Hi guys,
I am analyzing a NIPT data set for one of our collaborators. The reads are 50 bps long. In some of the samples, two strange things are observed:
Many of the reads are just incomplete TruSeq indexed adapter sequences. The ratio of index adapter sequence reads varies by lanes and samples, from 0.2% ~ 8%. I wonder if was because there were DNA clusters of only index adapters on the flowcells and why, or if it was because Illumina base calling & data filtering software did not trim the sequences correctly.
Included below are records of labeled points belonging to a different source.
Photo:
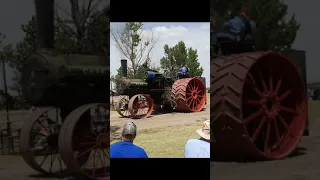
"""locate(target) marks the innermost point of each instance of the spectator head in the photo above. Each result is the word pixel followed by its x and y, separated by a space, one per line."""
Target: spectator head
pixel 204 132
pixel 129 132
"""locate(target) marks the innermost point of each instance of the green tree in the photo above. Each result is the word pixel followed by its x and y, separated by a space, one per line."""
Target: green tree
pixel 274 31
pixel 84 30
pixel 179 55
pixel 133 45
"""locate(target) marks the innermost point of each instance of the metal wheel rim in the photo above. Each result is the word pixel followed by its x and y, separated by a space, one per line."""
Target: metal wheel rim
pixel 134 106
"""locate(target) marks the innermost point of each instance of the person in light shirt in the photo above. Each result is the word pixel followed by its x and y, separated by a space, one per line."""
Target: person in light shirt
pixel 199 148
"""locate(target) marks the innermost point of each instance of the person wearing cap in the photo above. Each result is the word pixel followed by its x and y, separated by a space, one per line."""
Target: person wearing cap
pixel 238 28
pixel 199 148
pixel 126 148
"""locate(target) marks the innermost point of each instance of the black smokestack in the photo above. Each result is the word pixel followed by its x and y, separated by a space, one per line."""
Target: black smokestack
pixel 45 23
pixel 124 67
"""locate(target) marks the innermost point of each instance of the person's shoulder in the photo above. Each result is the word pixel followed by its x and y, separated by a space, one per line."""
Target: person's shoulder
pixel 116 144
pixel 142 151
pixel 196 143
pixel 193 141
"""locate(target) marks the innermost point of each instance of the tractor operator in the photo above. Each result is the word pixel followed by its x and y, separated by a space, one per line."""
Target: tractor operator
pixel 199 148
pixel 238 29
pixel 126 148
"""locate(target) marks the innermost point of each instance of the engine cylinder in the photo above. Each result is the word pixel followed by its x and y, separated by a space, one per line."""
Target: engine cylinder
pixel 63 80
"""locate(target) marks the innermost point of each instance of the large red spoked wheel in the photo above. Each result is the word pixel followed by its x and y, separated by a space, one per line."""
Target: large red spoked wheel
pixel 38 143
pixel 84 142
pixel 122 106
pixel 190 94
pixel 141 106
pixel 259 105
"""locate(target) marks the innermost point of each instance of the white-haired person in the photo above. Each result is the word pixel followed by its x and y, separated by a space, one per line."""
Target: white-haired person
pixel 199 148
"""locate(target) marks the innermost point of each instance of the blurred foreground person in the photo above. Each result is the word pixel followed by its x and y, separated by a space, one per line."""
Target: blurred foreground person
pixel 126 148
pixel 199 148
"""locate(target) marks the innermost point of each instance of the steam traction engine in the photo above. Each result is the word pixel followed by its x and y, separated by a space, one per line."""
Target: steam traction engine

Usually GC bias curve is a unimodel, which means both high GC and high AT bins have lower coverage, but in the samples that have high ratio of index adapter sequence reads, it is almost an ascending line (see the picture below, or click at this google drive link) - the coverage increases by the GC content. This is very different from what I read from the papers, and why it seems to be correlated with over-represented indexed adapter sequences?
Thanks,
Ning
Thanks for helping, Karl.
I am sorry I forgot to mention that the GC statistics are based on the aligned reads. So actually the GC of the index sequence reads should not have been counted.
I don't know much details about their library prep. NIPT is, however, definitely not targeting sequencing, it is basically low coverage whole genome sequencing. There should be no PCR amplification but only genomic DNA fragmentation (using ultrasound or enzyme) before the indexed library prep.